It was 2012, I think, the first time I saw a self-driving Lexus in Mountain View. It said “Google self-driving car” and my reaction was “I beg your pardon?” And then, as the years went by, you couldn’t move in Mountain View without seeing one of the little two-seater self-driving pod cars. Then they rebranded the self-driving business as Waymo, moved to Chrysler Pacifica vans, then to Jaguars, and then last year, finally launched service in San Francisco.
Thirteen years on, I have finally ridden in one. In three or four, actually, having gone to the city for the express purpose of taking Waymo to bars I wouldn’t be able to get to on the MUNI Metro. The goal is to speed the day when I get access to the service area closer to home, because honestly, I am a lot more comfortable with the idea of self-driving cars on suburban back roads limited to 25 miles an hour or so.

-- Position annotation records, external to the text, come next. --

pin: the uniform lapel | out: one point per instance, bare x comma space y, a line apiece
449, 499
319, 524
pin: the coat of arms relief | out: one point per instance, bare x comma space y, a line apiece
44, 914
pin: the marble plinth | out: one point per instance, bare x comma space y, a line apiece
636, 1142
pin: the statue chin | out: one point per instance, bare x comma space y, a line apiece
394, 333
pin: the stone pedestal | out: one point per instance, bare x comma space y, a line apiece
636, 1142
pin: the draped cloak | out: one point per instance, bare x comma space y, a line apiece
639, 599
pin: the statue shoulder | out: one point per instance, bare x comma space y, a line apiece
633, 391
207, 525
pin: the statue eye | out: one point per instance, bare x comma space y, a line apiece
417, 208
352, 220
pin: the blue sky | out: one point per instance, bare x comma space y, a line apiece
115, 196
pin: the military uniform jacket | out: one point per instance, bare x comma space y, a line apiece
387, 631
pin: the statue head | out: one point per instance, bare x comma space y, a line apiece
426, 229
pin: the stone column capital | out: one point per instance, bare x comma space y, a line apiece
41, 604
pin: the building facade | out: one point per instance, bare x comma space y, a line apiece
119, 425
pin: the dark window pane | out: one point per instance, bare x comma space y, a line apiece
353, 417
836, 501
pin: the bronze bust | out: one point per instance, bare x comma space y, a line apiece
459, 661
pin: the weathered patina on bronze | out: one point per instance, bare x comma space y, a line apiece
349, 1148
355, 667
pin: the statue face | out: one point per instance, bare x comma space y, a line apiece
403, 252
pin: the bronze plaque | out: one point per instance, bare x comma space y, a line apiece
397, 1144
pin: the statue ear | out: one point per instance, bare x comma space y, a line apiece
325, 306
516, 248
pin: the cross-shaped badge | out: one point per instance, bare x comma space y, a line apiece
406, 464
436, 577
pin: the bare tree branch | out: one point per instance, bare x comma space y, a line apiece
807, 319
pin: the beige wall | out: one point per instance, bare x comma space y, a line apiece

The thing is…it was effortless. It was simple. The car rolled up, I got in, buckled my seatbelt and tapped the “Start Ride” on screen, And then the car drove itself a couple of miles, wheel turning as if a sullen ghost were at the helm, ambient chill music automatically playing (which seems like the most appropriate music for a self-driving EV). And then I got out and walked into Ireland’s 32, easy peasy.
And honestly, it’s a bit of a dream. Living in a place with no transit to speak of, the idea that you could set a dozen of these down feels transformative. I never felt unsafe, I never saw the car do anything untoward, and you can see on the monitor what the sensors see – in some cases, which blinker is flashing on the car three ahead and which way the pedestrian with his arm up is facing. I wouldn’t take it on a freeway, for sure, but at low speeds in an urban or suburban environment, it’s just about perfect for what I need to get home from the pub.

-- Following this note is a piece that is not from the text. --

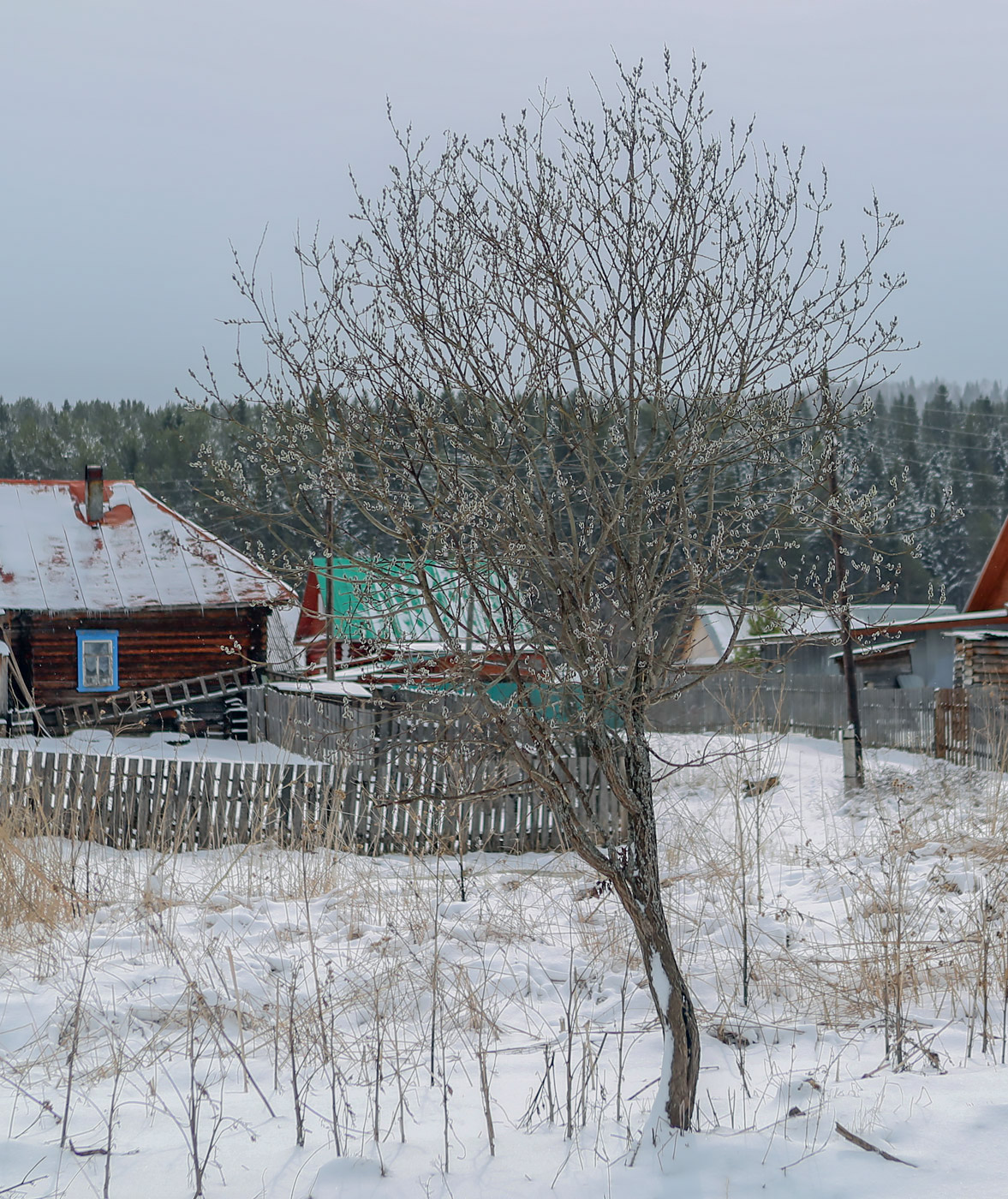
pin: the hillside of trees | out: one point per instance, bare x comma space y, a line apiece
921, 444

And then comes the obvious question: what does this mean for Uber, for Lyft, for everyone for whom gig driving has become a necessary side hustle or an actual lifeline?
I don’t really have a good answer for this. Well, I do, but it’s never going to happen in my lifetime in America – and that is “this is exactly what we were promised sixty years ago, so we should have the other things that were supposed to come with it – leisure time, short to nonexistent work weeks, and a way to make a living that doesn’t involve being a cheap replacement for a machine.” Confiscatory taxation of billionaires coupled with universal basic income would torpedo the human-pack-mule business. We were made to do the things machines can’t, and we should pay accordingly. Every dollar of productivity improvement for decades has been siphoned up by the 1% at the expense of people who actually do the work, and it’s past time for some of that cash to flow the other way.
Because this is a way to get something approximating transit into places that are never going to have trains, never going to run bus routes, never going to be walkable. This would work just fine in my home town in Alabama, something that could have taken my grandfather from his rural house to Jack’s and back. It’s the sort of thing that could have let me get home from the other side of Nashville during grad school without having to stop drinking three hours earlier. It’s the replacement for the interurban that was thoughtlessly yanked out of what is now Foothill Expressway decades ago. It is an ever so thin but nevertheless satisfying slice of the world we were promised, the world we were supposed to have.
And I want to enjoy it for however little time we have. Of which.